After “Bath Salts” Ban, Legal Ways to get High Remain
Jul 25, 2012
The United States has seen a large surge in the use of synthetic drugs made of legal chemicals that mimic the stimulant effects oftheir illegal counterparts. Law enforcement officials often use the term “bath salts” in describing dangerous drugs of this type. Despite government bans on certain active chemicals found in bath salts, health professionals say there are so many varieties of the drugs that U.S. lawmakers are merely playing catch up.
Currently U.S. law prohibits the sale of any drugs that mimic an illegal drug, but only if federal prosecutors can show that they are intended for human use. Those who create bath salts and other synthetic drugs skirt this law by labeling each package as “not intended for human consumption.” Producers of these synthetic drugs make slight variations in the chemical compositions of the drugs to create new drugs that aren’t covered by local or federal laws. “The moment you start to regulate one of them, they’ll come out with a variant that sometimes is even more potent,” said Dr. Nora Volkow, director of the National Institute on Drug Abuse (NIDA).

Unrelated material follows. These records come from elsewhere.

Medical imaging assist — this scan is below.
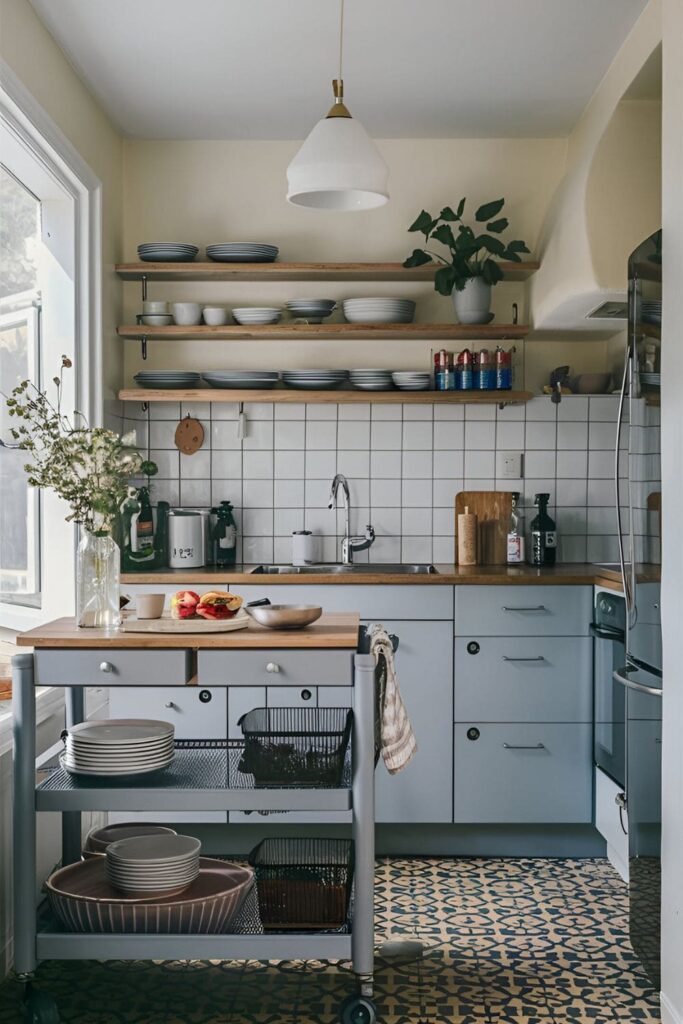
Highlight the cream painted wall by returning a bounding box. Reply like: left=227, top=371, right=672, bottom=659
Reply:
left=118, top=139, right=589, bottom=386
left=0, top=0, right=123, bottom=398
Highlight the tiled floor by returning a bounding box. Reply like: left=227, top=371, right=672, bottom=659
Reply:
left=0, top=858, right=660, bottom=1024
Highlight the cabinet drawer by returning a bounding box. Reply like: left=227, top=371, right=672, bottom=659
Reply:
left=456, top=586, right=593, bottom=637
left=198, top=647, right=353, bottom=686
left=110, top=686, right=227, bottom=739
left=454, top=637, right=593, bottom=722
left=35, top=648, right=191, bottom=687
left=454, top=722, right=593, bottom=824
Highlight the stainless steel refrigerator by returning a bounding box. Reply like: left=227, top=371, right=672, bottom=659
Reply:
left=614, top=231, right=664, bottom=987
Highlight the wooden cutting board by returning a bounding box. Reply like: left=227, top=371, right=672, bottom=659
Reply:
left=455, top=490, right=512, bottom=565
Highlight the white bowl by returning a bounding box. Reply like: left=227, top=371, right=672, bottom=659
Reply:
left=202, top=306, right=227, bottom=327
left=171, top=302, right=202, bottom=327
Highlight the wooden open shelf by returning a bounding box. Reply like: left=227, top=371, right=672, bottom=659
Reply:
left=119, top=387, right=533, bottom=406
left=116, top=260, right=541, bottom=283
left=117, top=323, right=529, bottom=341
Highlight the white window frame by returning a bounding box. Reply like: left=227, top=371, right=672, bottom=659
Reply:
left=0, top=59, right=102, bottom=635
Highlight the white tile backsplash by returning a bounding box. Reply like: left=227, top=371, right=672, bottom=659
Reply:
left=143, top=395, right=630, bottom=562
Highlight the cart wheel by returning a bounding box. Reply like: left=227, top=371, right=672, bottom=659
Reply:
left=339, top=995, right=377, bottom=1024
left=24, top=984, right=59, bottom=1024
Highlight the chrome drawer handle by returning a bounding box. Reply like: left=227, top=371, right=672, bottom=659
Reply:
left=502, top=654, right=546, bottom=662
left=503, top=743, right=546, bottom=751
left=503, top=604, right=548, bottom=611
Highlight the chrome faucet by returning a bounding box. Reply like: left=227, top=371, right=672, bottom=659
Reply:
left=328, top=473, right=375, bottom=565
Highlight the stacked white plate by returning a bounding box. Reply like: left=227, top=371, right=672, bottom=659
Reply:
left=232, top=306, right=283, bottom=325
left=206, top=242, right=280, bottom=263
left=104, top=835, right=202, bottom=896
left=391, top=370, right=431, bottom=391
left=137, top=242, right=199, bottom=263
left=349, top=370, right=393, bottom=391
left=287, top=299, right=337, bottom=324
left=202, top=370, right=280, bottom=388
left=133, top=370, right=200, bottom=390
left=283, top=370, right=348, bottom=391
left=60, top=718, right=174, bottom=776
left=342, top=299, right=415, bottom=324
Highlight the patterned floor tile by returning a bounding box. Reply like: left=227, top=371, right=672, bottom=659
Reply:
left=0, top=858, right=660, bottom=1024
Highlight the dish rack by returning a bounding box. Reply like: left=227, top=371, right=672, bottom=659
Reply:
left=12, top=640, right=378, bottom=1024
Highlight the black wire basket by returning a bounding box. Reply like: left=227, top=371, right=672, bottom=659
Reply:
left=249, top=838, right=353, bottom=932
left=239, top=708, right=353, bottom=786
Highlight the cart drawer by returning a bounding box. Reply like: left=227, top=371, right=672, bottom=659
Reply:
left=456, top=585, right=593, bottom=637
left=198, top=647, right=353, bottom=686
left=454, top=722, right=593, bottom=824
left=35, top=648, right=191, bottom=686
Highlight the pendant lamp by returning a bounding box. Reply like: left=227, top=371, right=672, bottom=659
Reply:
left=287, top=0, right=389, bottom=212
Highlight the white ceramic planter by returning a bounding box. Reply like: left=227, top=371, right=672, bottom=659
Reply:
left=453, top=278, right=492, bottom=324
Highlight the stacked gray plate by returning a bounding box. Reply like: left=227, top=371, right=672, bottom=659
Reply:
left=287, top=299, right=337, bottom=324
left=283, top=370, right=348, bottom=391
left=349, top=370, right=393, bottom=391
left=137, top=242, right=199, bottom=263
left=206, top=242, right=280, bottom=263
left=133, top=370, right=200, bottom=390
left=391, top=370, right=431, bottom=391
left=202, top=370, right=280, bottom=388
left=342, top=299, right=415, bottom=324
left=105, top=835, right=202, bottom=895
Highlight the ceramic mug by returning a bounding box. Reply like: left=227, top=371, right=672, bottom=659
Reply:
left=135, top=594, right=166, bottom=618
left=171, top=302, right=202, bottom=327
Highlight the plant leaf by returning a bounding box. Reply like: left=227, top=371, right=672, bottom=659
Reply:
left=403, top=249, right=432, bottom=266
left=474, top=199, right=505, bottom=221
left=486, top=217, right=510, bottom=234
left=434, top=266, right=456, bottom=295
left=409, top=210, right=436, bottom=234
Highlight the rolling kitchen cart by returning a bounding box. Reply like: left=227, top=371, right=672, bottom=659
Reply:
left=12, top=614, right=376, bottom=1024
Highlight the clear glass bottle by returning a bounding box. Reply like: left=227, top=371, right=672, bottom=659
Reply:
left=76, top=529, right=121, bottom=629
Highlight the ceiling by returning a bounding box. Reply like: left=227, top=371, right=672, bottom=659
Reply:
left=32, top=0, right=647, bottom=139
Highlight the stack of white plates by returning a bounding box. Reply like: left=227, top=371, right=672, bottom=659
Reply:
left=105, top=835, right=202, bottom=896
left=137, top=242, right=199, bottom=263
left=206, top=242, right=280, bottom=263
left=133, top=370, right=200, bottom=390
left=342, top=299, right=415, bottom=324
left=349, top=370, right=393, bottom=391
left=287, top=299, right=337, bottom=324
left=61, top=718, right=174, bottom=775
left=391, top=370, right=431, bottom=391
left=232, top=306, right=283, bottom=325
left=283, top=370, right=348, bottom=391
left=202, top=370, right=280, bottom=388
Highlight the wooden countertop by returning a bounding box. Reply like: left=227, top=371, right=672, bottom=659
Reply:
left=16, top=612, right=359, bottom=651
left=121, top=562, right=659, bottom=590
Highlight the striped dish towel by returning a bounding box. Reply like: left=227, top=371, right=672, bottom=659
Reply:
left=368, top=624, right=418, bottom=775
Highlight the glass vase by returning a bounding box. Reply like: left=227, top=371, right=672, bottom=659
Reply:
left=76, top=529, right=121, bottom=629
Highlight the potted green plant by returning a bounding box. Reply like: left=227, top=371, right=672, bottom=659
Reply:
left=403, top=199, right=528, bottom=324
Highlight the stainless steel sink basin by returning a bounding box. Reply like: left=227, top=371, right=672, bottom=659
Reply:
left=252, top=562, right=437, bottom=575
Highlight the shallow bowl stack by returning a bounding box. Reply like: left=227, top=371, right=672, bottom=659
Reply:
left=105, top=835, right=202, bottom=896
left=61, top=718, right=174, bottom=777
left=206, top=242, right=280, bottom=263
left=342, top=299, right=415, bottom=324
left=137, top=242, right=199, bottom=263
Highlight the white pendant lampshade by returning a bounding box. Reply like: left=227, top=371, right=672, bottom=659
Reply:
left=287, top=0, right=389, bottom=212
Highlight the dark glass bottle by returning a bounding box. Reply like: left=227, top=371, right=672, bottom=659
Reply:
left=528, top=495, right=557, bottom=565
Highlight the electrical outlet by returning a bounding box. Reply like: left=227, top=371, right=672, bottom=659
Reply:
left=503, top=452, right=524, bottom=480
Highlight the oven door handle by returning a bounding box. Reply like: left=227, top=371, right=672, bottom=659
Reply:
left=612, top=666, right=664, bottom=697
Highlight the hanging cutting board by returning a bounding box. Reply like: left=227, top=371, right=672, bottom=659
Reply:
left=455, top=490, right=512, bottom=565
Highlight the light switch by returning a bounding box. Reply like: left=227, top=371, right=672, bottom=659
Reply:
left=501, top=452, right=524, bottom=480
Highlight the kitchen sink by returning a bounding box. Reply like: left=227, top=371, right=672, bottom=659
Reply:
left=252, top=562, right=437, bottom=575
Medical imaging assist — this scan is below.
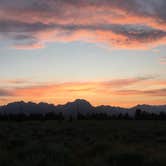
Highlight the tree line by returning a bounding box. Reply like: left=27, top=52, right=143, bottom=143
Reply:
left=0, top=109, right=166, bottom=121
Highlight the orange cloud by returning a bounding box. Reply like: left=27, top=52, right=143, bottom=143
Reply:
left=0, top=0, right=166, bottom=49
left=0, top=77, right=166, bottom=107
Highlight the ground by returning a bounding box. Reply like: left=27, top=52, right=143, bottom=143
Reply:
left=0, top=120, right=166, bottom=166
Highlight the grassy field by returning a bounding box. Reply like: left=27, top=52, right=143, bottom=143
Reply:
left=0, top=120, right=166, bottom=166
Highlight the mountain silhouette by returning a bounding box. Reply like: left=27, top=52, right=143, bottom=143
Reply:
left=0, top=99, right=166, bottom=117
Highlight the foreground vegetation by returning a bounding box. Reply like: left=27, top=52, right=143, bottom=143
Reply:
left=0, top=120, right=166, bottom=166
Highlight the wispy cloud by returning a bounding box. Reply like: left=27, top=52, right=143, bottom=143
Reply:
left=159, top=56, right=166, bottom=65
left=0, top=76, right=166, bottom=105
left=0, top=0, right=166, bottom=49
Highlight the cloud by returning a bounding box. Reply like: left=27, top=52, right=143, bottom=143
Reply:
left=0, top=0, right=166, bottom=49
left=0, top=89, right=13, bottom=97
left=0, top=76, right=166, bottom=106
left=116, top=88, right=166, bottom=97
left=159, top=56, right=166, bottom=65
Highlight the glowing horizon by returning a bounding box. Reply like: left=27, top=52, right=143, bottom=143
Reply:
left=0, top=0, right=166, bottom=107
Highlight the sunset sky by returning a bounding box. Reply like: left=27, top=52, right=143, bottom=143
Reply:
left=0, top=0, right=166, bottom=107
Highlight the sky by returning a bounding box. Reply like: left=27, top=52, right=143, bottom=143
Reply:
left=0, top=0, right=166, bottom=107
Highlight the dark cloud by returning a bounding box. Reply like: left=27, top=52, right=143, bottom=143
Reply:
left=0, top=0, right=166, bottom=46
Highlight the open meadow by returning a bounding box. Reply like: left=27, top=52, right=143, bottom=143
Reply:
left=0, top=120, right=166, bottom=166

As the popularity of these synthetic drugs has increased, emergencies related to the drugs have followed. The American Association ofPoison Control Centers received more than 6,100 calls about bath salt drugs in 2011–up from just 304 the year before–and more than 1,700 calls in the first half of 2012. Officials suggest that with the variety of drugs available, it is nearly impossible to know exactly what people have ingested, or how long the effects will last.